My Turn/Blixt: A savage narrative

  • BLIXT

Published: 11/9/2016 6:12:41 PM

History is a lot like quicksand, I guess, flowing and shifting invisibly beneath the footholds of our best interpretations ... And just when we think we have it figured out, it swallows us whole.

The history of King Philip’s War is like that. That’s why I hesitate to dispute the SCWGN (Standard Colonial White Guy Narrative) that Ed Gregory spins out regarding the slaughter at the Falls in May of 1676, and the terrifying world in which it took place (My Turn, Nov. 5) Clearly, his is the well-established and well-worn narrative of the conqueror, even though it is at odds with much of what we have come to know.

Part of what we now know is that in early March of that year, some 2,000 native people — many quite old and many very young — made their way west along the Millers River from Metacomet’s (Philip’s) stronghold at Wachusett Mountain. They were cold, weak and very hungry, according to captive Mary Rowlandson who was with them and who, several days later, placed her hand in Metacomet’s on the banks of the Connecticut River in Northfield.

We know that even as Rowlandson was freed shortly thereafter, more than 1,000 indigenous people, including children, remained enslaved by the white colonists, sold and shipped to England, never to be returned or released.

We also know that some of the towns along the Connecticut were almost deserted by this time, and that the failure and defeat of Capt. Richard Beers at Northfield and Capt. Thomas Lathrop at the Bloody Brook in Deerfield just nine months earlier weighed heavily on the men who remained and who — following the lead of the genocidal Capt. Samuel Moseley — were stoked for revenge.

We also know that, regardless of the commissions and sanctions Capt. William Turner may have possessed from the Massachusetts Bay Colony, the people who camped at the Falls presented no challenge to the colonial militia or to anyone else. It is impossible to believe that this white savagery ended Metacomet’s War, as battles continued throughout New England for at least another 30 years.

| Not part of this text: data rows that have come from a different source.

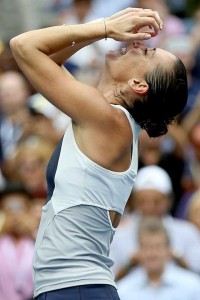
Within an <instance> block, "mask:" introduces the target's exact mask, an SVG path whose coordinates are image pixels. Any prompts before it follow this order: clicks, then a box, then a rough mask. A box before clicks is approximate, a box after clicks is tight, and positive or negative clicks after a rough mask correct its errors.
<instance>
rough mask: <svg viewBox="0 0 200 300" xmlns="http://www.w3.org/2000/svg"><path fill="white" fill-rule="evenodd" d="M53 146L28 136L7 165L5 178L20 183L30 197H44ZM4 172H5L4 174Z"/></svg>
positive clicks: (47, 141)
mask: <svg viewBox="0 0 200 300" xmlns="http://www.w3.org/2000/svg"><path fill="white" fill-rule="evenodd" d="M53 149H54V144H53V143H52V142H49V141H48V140H45V139H42V138H41V137H38V136H30V137H28V138H27V139H26V140H24V141H23V142H21V143H20V144H19V145H18V147H17V148H16V152H15V154H14V156H13V157H12V158H11V159H10V160H8V161H7V162H6V163H7V166H6V167H7V169H6V167H5V169H6V171H7V177H9V179H10V180H12V181H14V180H18V181H20V182H21V183H22V184H23V185H24V186H25V188H26V189H27V190H28V191H29V193H30V194H31V196H32V197H42V198H44V197H46V177H45V173H46V167H47V163H48V160H49V158H50V156H51V154H52V152H53ZM6 171H5V172H6Z"/></svg>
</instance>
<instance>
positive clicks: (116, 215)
mask: <svg viewBox="0 0 200 300" xmlns="http://www.w3.org/2000/svg"><path fill="white" fill-rule="evenodd" d="M109 215H110V220H111V222H112V226H113V227H114V228H117V226H118V225H119V222H120V220H121V214H120V213H118V212H116V211H113V210H110V211H109Z"/></svg>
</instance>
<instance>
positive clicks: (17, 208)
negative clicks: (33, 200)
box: [0, 193, 30, 213]
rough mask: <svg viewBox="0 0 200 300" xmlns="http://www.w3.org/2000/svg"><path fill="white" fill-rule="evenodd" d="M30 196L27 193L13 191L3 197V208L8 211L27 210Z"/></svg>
mask: <svg viewBox="0 0 200 300" xmlns="http://www.w3.org/2000/svg"><path fill="white" fill-rule="evenodd" d="M29 201H30V200H29V198H28V196H26V195H25V194H21V193H11V194H7V195H4V196H2V197H1V200H0V203H1V209H2V210H3V211H4V212H6V213H10V212H11V213H20V212H23V211H27V209H28V207H29Z"/></svg>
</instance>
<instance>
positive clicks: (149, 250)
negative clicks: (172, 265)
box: [139, 232, 170, 274]
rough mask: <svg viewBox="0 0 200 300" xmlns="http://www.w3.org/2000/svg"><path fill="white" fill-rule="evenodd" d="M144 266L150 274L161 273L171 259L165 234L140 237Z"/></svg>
mask: <svg viewBox="0 0 200 300" xmlns="http://www.w3.org/2000/svg"><path fill="white" fill-rule="evenodd" d="M139 253H140V261H141V264H142V266H143V267H144V268H145V269H146V271H147V273H148V274H154V273H156V274H157V273H161V272H162V271H163V269H164V266H165V263H166V262H167V261H168V259H169V257H170V249H169V246H168V241H167V238H166V236H165V235H164V234H163V233H145V232H143V233H142V234H141V235H140V237H139Z"/></svg>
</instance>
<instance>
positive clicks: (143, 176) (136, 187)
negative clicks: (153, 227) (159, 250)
mask: <svg viewBox="0 0 200 300" xmlns="http://www.w3.org/2000/svg"><path fill="white" fill-rule="evenodd" d="M131 200H132V201H134V211H133V212H131V213H129V214H127V215H125V216H124V217H123V218H124V220H123V218H122V221H121V225H120V226H119V228H118V230H117V231H116V234H115V236H114V238H113V243H112V244H111V253H110V255H111V258H113V260H114V262H115V263H114V267H113V271H114V273H115V274H116V275H117V274H118V272H119V271H120V268H122V267H124V266H126V265H127V264H129V261H130V260H131V259H132V258H133V257H134V256H135V255H136V256H137V252H138V240H137V230H138V226H139V223H140V221H141V220H142V219H144V218H145V217H149V216H154V217H159V218H160V219H161V220H162V221H163V223H164V224H165V226H166V229H167V231H168V234H169V237H170V240H171V247H172V249H173V251H174V256H175V257H177V258H182V259H183V260H184V261H185V263H186V265H187V266H188V268H190V269H191V270H193V271H195V272H198V273H200V251H199V249H200V235H199V232H198V230H197V229H196V228H195V226H194V225H192V224H191V223H190V222H188V221H183V220H179V219H176V218H173V217H172V216H170V215H169V211H170V207H171V203H172V200H173V190H172V184H171V180H170V177H169V176H168V174H167V173H166V172H165V171H164V170H163V169H162V168H160V167H158V166H153V165H151V166H147V167H144V168H141V169H140V170H139V172H138V175H137V178H136V182H135V185H134V190H133V195H132V199H131ZM181 237H184V238H181ZM122 245H125V246H124V247H122Z"/></svg>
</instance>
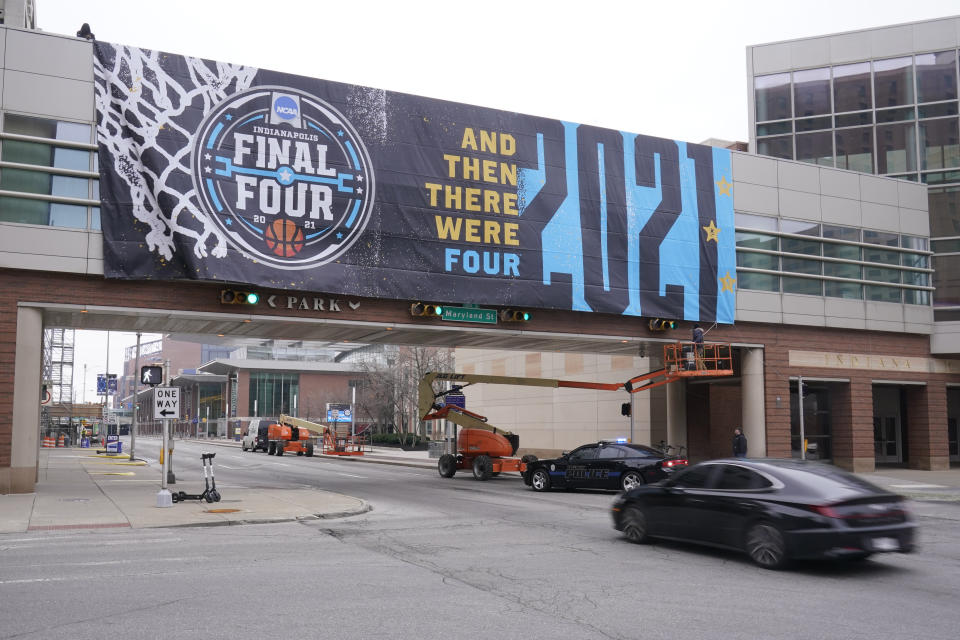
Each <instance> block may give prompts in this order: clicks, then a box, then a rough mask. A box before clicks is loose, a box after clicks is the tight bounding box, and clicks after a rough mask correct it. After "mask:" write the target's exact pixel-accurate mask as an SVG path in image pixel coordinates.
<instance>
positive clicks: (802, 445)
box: [797, 376, 807, 460]
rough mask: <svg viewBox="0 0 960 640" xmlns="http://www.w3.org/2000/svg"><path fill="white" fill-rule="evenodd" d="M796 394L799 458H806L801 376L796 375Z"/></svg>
mask: <svg viewBox="0 0 960 640" xmlns="http://www.w3.org/2000/svg"><path fill="white" fill-rule="evenodd" d="M797 396H798V397H799V398H800V459H801V460H806V459H807V443H806V439H807V436H806V434H805V433H804V429H803V376H799V377H797Z"/></svg>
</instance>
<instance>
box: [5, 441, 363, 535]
mask: <svg viewBox="0 0 960 640" xmlns="http://www.w3.org/2000/svg"><path fill="white" fill-rule="evenodd" d="M39 464H40V469H39V481H38V482H37V486H36V492H35V493H31V494H13V495H0V533H18V532H25V531H44V530H58V529H102V528H134V529H141V528H149V527H175V526H205V525H226V524H247V523H264V522H283V521H289V520H298V519H314V518H335V517H343V516H349V515H355V514H358V513H364V512H366V511H369V510H370V505H369V504H367V503H366V502H365V501H363V500H361V499H359V498H354V497H351V496H346V495H342V494H339V493H332V492H329V491H322V490H319V489H244V490H242V491H236V490H231V491H229V492H225V493H226V495H224V497H223V499H222V500H221V501H220V502H214V503H207V502H200V501H196V500H190V501H187V502H183V503H177V504H174V505H173V506H172V507H164V508H161V507H157V492H158V491H159V490H160V480H159V478H160V471H159V466H158V465H157V464H156V462H153V463H152V464H148V463H146V462H143V461H139V460H138V461H135V462H130V460H129V458H128V457H127V456H126V455H123V456H110V457H108V456H105V455H102V454H101V455H98V454H97V453H96V451H95V450H92V449H80V448H63V449H41V451H40V463H39ZM200 487H201V488H198V487H196V486H191V487H189V488H188V487H178V486H171V487H170V489H171V490H181V489H186V490H188V491H199V490H202V484H201V485H200Z"/></svg>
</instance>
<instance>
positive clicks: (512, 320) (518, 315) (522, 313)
mask: <svg viewBox="0 0 960 640" xmlns="http://www.w3.org/2000/svg"><path fill="white" fill-rule="evenodd" d="M532 318H533V315H532V314H531V313H530V312H528V311H520V310H519V309H503V310H502V311H500V321H501V322H529V321H530V320H531V319H532Z"/></svg>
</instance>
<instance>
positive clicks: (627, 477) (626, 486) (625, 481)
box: [620, 471, 643, 491]
mask: <svg viewBox="0 0 960 640" xmlns="http://www.w3.org/2000/svg"><path fill="white" fill-rule="evenodd" d="M641 484H643V476H641V475H640V474H639V473H637V472H636V471H627V472H626V473H625V474H623V477H622V478H620V488H621V489H623V490H624V491H630V489H634V488H636V487H639V486H640V485H641Z"/></svg>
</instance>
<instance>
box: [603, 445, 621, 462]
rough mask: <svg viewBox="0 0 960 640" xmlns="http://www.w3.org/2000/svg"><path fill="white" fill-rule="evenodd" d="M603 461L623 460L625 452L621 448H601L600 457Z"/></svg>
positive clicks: (609, 446) (609, 447) (604, 447)
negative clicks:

Metacomet himself was killed that August in a swamp near Mount Hope in Narragansett Bay. His body was drawn and quartered, and his head was placed on a town palisade by the good white warriors of Plymouth, where it remained for 20 years. His son was sold into slavery in England.

In all, 8 percent of the men of the Plymouth Colony died in the war, along with 10 percent of the native population, another 15 percent of whom died of sickness or starvation and 5 percent of whom were enslaved. This, proportionally, makes it the bloodiest war in our history.

Here, then, is alternative narrative offered by historian Nathaniel Philbrick: “For those (Indians) who actually experienced the war or knew those who had, it was not a question of us against them, it was more like being part of a family that had been destroyed by the frightening, inexplicable actions of a once trusted and beloved father.”

Whatever savage narrative we choose to accept as the heirs of that beloved father — whether we take the original inhabitants of this land to be rebellious heroes or blood-thirsty villains or mascots for our entertainment — it seems to me that it is only appropriate that we do so in a posture of deep, deep reverence, and even deeper sadness.

Wesley Blixt lives in Greenfield. His contemporary novel “Skaters” is based in part on the events of 1675-76 in the Connecticut River Valley.